/MultilingualMusicGenreEmbedding

Python code to reproduce the experiments presented in the paper Multilingual Music Genre Embeddings for Effective Cross-Lingual Music Item Annotation (ISMIR 2020).

Primary LanguagePython

Multilingual Music Genre Embeddings for Effective Cross-Lingual Music Item Annotation

This repository provides Python code to reproduce the cross-lingual music genre translation experiments from the article Multilingual Music Genre Embeddings for Effective Cross-Lingual Music Item Annotation presented at the ISMIR 2020 conference.

The projects consists of three parts:

  • mmge/data_preparation: collect and prepare data required for learning music genre embeddings and for evaluation (see Data preparation for more details).
  • mmge/embeddings_learning: learn English-language only or multilingual music genre embeddings (see Music genre embedding for more details).
  • mmge/tag_translation: perform and evaluate cross-source English-language only or cross-lingual music genre translation (see Music genre translation for more details).

We currently support three languages:

  • 🇬🇧 English (en)
  • 🇫🇷 French (fr)
  • 🇪🇸 Spanish (es)

Installation

git clone https://github.com/deezer/MultilingualMusicGenreEmbedding
cd MultilingualMusicGenreEmbedding
python setup.py install

Requirements: numpy, pandas, sklearn, networkx, joblib, torch, SPARQLWrapper, spacy.

Reproduce published results

We further explain how to reproduce the results reported in Table 3 and Table 4 of the article.

Download data

Data collected from DBpedia, namely the parallel corpus and music genre graph, could change over time. Consequently, we provide for download the version used in the paper experiments. We also include the pre-computed music genre embeddings. More details about how to prepare the data and learn embeddings from scratch can be found in Data preparation and Music genre embedding respectively.

For the cross-source English-language music genre translation, we rely on the same parallel corpus as in our previous work Leveraging knowledge bases and parallel annotations for music genre translation. We also provide for download the pre-computed distance tables required by the baseline translator. For more information about how these tables are generated, please consult this git repository.

The data is available for download on Zenodo. After download, the data folder must be placed in the root folder containing the cloned code. Otherwise, the constant DATA_DIR defined in mmge/utils/utils.py should be changed accordingly.

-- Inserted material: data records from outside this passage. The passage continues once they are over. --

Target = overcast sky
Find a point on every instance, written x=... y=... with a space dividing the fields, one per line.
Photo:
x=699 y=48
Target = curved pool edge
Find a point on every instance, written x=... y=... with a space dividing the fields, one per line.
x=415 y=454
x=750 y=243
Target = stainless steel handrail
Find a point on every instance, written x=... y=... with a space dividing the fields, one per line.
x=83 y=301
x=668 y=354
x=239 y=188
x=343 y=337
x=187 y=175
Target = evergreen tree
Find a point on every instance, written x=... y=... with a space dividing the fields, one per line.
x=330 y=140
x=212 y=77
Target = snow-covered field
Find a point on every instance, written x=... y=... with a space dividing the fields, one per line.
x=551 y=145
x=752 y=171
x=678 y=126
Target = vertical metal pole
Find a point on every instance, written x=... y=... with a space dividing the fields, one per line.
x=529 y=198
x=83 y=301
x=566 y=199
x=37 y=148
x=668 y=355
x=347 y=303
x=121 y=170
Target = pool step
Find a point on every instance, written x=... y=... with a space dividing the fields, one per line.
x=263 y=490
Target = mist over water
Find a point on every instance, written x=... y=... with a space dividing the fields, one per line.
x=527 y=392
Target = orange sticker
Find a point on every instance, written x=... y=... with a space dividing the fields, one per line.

The data folder contains the following data:

  • acousticbrainz: the English-language music genre taxonomies released in the MediaEval 2018 AcousticBrainz Genre Task.
  • [fr|es|en]_entities.txt: music artists, works and bands from DBpedia in the language identified by the code.
  • musical_items_ids.csv: mapping of DBpedia-based music items on unique identifiers.
  • filtered_musical_items.csv: the multilingual parallel corpus containing DBpedia-based music items with music genre annotations in at least two languagues. This corpus has been filtered by removing music genres which did not appear at least 16 times (to ensure that each music genre appears 4 times in each of the 4 folds).
  • filtered_dbp_graph.graphml: the multilingual DBpedia-based music genre graph in a cleaned version. Tags that were not recognized as proper DBpedia resources and the connected components that did not contain at least a corpus music genre were removed.
  • folds: the parallel corpus split in 4 folds in a stratified way for each source / language as target.
  • tries: serialized Trie (mmge/utils/trie.py) objects for each language created from vocabularies extracted from DBpedia music genre tags.
  • graphs: graphs with normalized tags as nodes for each experiment, English-language only and multilingual.
  • generated_embeddings: English-language only and multilingual music genre embeddings learned with various strategies to initialize the embeddings and different retrofitting versions.
  • ismir2019baseline: pre-computed distance tables to be used by the baseline translator in the cross-source English-language translation experiments.

Experiments

Evaluate music genre embeddings in cross-lingual music genre translation (Table 3 in the paper):

cd mmge/tag_translation/
python compute_multilingual_results.py --target fr
python compute_multilingual_results.py --target es
python compute_multilingual_results.py --target en

Evaluate music genre embeddings in cross-source English-language music genre translation (Table 4 in the paper):

cd mmge/tag_translation/
python compute_acousticbrainz_results.py --target discogs
python compute_acousticbrainz_results.py --target lastfm
python compute_acousticbrainz_results.py --target tagtraum

The target language / source is explicitly specified through the argument --target. The translation then happens from the other two languages / sources to the target.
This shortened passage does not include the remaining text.